Image from the August 1893 edition of Good Roads magazine, which advocated for "the improvement of the public roads and streets" across the country and shared best practices in road building. Click to enlarge.

The enactment of Senate Bill 805 by the California legislature on March 27, 1895, created a new state agency called the Bureau of Highways and for the first time clearly defined the state's interest in its public roads. Heretofore, most California roadbuilding had been undertaken by local governments or private parties, and the state government's highway development had been a haphazard and often slipshod affair. California's first legislature in 1851 had established the legal basis for public roads and had given the surveyor general the responsibility for making plans and suggestions for their construction. The lawmakers, however, had failed to provide that officer with either an adequate salary or a budget sufficient to carry out his duties. ...

Judicial hostility and the lack of legislative interest in highway projects resulted in practically no state work being done throughout most of the remainder of the 19th Century. Counties and private toll road operators, on the other hand, took an active role in road building, although the amount and quality of construction varied widely from county to county and region to region.
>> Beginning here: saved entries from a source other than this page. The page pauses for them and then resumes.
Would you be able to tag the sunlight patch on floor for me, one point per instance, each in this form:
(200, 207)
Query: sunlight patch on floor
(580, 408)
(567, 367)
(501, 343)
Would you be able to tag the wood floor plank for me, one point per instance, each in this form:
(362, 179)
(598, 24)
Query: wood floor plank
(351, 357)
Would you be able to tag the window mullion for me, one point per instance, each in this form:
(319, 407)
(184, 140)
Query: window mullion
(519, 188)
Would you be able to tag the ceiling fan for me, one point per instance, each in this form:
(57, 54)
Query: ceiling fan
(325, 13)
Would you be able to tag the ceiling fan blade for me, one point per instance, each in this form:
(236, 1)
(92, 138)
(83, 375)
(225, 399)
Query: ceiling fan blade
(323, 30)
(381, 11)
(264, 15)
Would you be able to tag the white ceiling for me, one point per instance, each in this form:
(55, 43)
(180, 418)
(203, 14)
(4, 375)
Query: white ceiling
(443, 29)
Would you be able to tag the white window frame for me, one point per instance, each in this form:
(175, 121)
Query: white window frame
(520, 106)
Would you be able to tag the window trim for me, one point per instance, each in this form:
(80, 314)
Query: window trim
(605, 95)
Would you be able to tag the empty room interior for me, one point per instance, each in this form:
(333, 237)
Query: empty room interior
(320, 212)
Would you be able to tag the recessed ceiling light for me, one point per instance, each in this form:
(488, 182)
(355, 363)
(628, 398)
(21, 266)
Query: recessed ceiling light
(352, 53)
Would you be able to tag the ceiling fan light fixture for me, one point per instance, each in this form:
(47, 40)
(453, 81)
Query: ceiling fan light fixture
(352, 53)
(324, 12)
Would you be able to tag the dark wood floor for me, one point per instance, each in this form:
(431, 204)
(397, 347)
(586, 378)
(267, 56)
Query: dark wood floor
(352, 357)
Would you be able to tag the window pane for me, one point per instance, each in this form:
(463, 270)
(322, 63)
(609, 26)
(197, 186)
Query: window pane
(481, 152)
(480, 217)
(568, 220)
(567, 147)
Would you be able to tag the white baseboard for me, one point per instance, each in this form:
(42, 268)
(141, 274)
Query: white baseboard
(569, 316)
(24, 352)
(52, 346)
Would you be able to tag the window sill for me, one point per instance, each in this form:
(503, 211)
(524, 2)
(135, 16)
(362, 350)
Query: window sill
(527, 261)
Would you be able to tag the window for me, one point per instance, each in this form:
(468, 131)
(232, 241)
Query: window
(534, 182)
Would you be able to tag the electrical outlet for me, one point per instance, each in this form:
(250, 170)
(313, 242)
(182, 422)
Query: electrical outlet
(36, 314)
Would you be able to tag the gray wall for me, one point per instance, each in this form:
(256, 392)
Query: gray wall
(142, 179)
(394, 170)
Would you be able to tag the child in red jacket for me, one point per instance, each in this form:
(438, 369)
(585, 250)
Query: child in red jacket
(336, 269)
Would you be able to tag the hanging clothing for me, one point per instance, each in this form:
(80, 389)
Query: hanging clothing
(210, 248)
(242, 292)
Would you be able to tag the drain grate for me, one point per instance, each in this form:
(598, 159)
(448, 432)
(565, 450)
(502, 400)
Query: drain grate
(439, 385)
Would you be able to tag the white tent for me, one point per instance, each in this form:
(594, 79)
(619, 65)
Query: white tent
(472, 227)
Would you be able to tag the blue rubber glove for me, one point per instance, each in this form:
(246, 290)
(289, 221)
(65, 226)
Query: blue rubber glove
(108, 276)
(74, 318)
Local politics and patronage, rather than skill and professionalism in route selection and construction, marked much of the work that was done. In short, as the 20th Century neared, California lacked anything approaching a cohesive highway system.

The nationwide bicycle craze of the 1890s, however, spurred Californians into re-examining their apathy toward highways. Well-off urban bicycle enthusiasts and their clubs, seeking places to ride outside the cities, began demanding improvements in the state's network of roadways. They balked at paying tolls for travel over private thoroughfares, and found most county and local roads outside the cities to be rutted, poorly drained bogs in winter and dust-choked bumpy tracks in summer. The cyclists soon allied with farmers, merchants and other shippers dissatisfied with rates and conditions set by California's railroads. They looked to a united network of passable roads to allow them to ship goods to market by wagon rather than by rail. At the same time, the railroads, secure in their dominance of California transportation, also promoted better roads to allow producers to get more goods to local freight stations. Similarly, steamship companies joined in seeking easier ways for passengers and cargo to reach wharves and terminals. Rounding out the campaign were humane societies, with the goal of alleviating hardships imposed on draft animals by inadequate dirt roads. Collectively, these interests comprised what came to be known as the "Good Roads Movement."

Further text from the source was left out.